RustStarterKit2020

People were arguing about Rust’s std lib recently, so I went through the Cargo.toml of all the Rust projects I’ve written since 2015 and picked out the choice tools that get used over and over again. Up to date as of October 2020.

Also see RustCrates, though that’s old. There’s also this, which is narrower but deeper, and awesome-rust, which is shallower and broader, and the various more specific websites for various topics.

Dev tools

I need to set up a new Rust dev environment, what do I install?

Linting – clippy

The one, the only, the great Rust style and correctness linter. Want to learn how to write “idiomatic” Rust, or just learn more about handy little corners of the language and library? Run clippy regularly. It’s distributed with the compiler via rustup now, so you have no excuse not to.

Build cache – sccache

Or, “how to make a full rebuild 70% faster”. sccache is a build artifact cache similar to icecream or ccache, except it’s actually trivial to just use. cargo install sccache, add a single line in a home dir config file, and you’re ready to go. Pretty much handles most crate and compiler versioning issues for you, so it Just Works if you update crates or install a new version of rustc or something. I think I’ve had to force-clear the cache due to some build weirdness a grand total of once. Looks like it has enough features to use in a professional context as well, at least on a small-to-medium scale.
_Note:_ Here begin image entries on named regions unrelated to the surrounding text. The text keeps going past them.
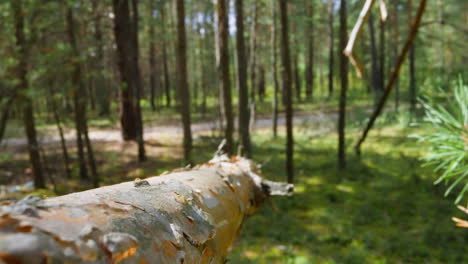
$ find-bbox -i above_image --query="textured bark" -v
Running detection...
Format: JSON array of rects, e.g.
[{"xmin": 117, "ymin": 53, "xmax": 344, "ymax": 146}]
[
  {"xmin": 92, "ymin": 0, "xmax": 111, "ymax": 116},
  {"xmin": 132, "ymin": 0, "xmax": 146, "ymax": 161},
  {"xmin": 176, "ymin": 0, "xmax": 192, "ymax": 163},
  {"xmin": 216, "ymin": 0, "xmax": 234, "ymax": 154},
  {"xmin": 112, "ymin": 0, "xmax": 137, "ymax": 140},
  {"xmin": 11, "ymin": 0, "xmax": 45, "ymax": 188},
  {"xmin": 0, "ymin": 94, "xmax": 16, "ymax": 143},
  {"xmin": 66, "ymin": 7, "xmax": 99, "ymax": 187},
  {"xmin": 160, "ymin": 1, "xmax": 171, "ymax": 107},
  {"xmin": 148, "ymin": 1, "xmax": 157, "ymax": 111},
  {"xmin": 354, "ymin": 0, "xmax": 427, "ymax": 155},
  {"xmin": 0, "ymin": 156, "xmax": 293, "ymax": 264},
  {"xmin": 305, "ymin": 0, "xmax": 315, "ymax": 100},
  {"xmin": 280, "ymin": 0, "xmax": 294, "ymax": 183},
  {"xmin": 235, "ymin": 0, "xmax": 252, "ymax": 157},
  {"xmin": 368, "ymin": 14, "xmax": 383, "ymax": 107},
  {"xmin": 328, "ymin": 0, "xmax": 335, "ymax": 97}
]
Dependency viewer – cargo-tree

Lets you easily view what dependencies you are using, and what dependencies they are using, and so on. Best way to start cracking down on flabby dependencies.

Benchmarking – criterion

Basically the best benchmark system out there. Incredibly simple to use, informative, and statistically sound. Doesn’t really do profiling, but it’s a good start for understanding your program’s performance, and better for proving that your implementation of X is faster than someone else’s.

Other things

Stuff that is less general purpose but occasionally very useful for the meta-programming process of choosing libraries, evaluating them, etc.

  • cargo-geiger – Measures how much unsafe code is in a codebase, and its dependencies
  • cargo-crev – A very neat tool for authoring and verifying distributed code reviews.
  • Various tools maintained by Embark Studios, useful for production/company purposes like checking licenses, pinning specific versions of crates, etc.

Fundamental algorithms

The cool stuff Real Computer Scientists write about.

Hashing

No specific crates here. There’s no single crate that provides All The Hash Algorithms, just lots of little ones that generally provide a single algorithm each. Just type the name of the algorithm you want into crates.io and you’ll get at least a couple options, choose the one with 8 million downloads or whatever. sha2, md5, crc, etc. Lots of them are written by the Rust core team.

Compression

Same as the hashing category. Type zip or bzip2 or whatever into crates.io and you’ll get what you need. flate2 might be the one crate that’s not quite trivial to find. Again, many of them are written by the Rust core team.

Encryption

I have little actual experience or authority on this topic, so I’m going to punt on this one.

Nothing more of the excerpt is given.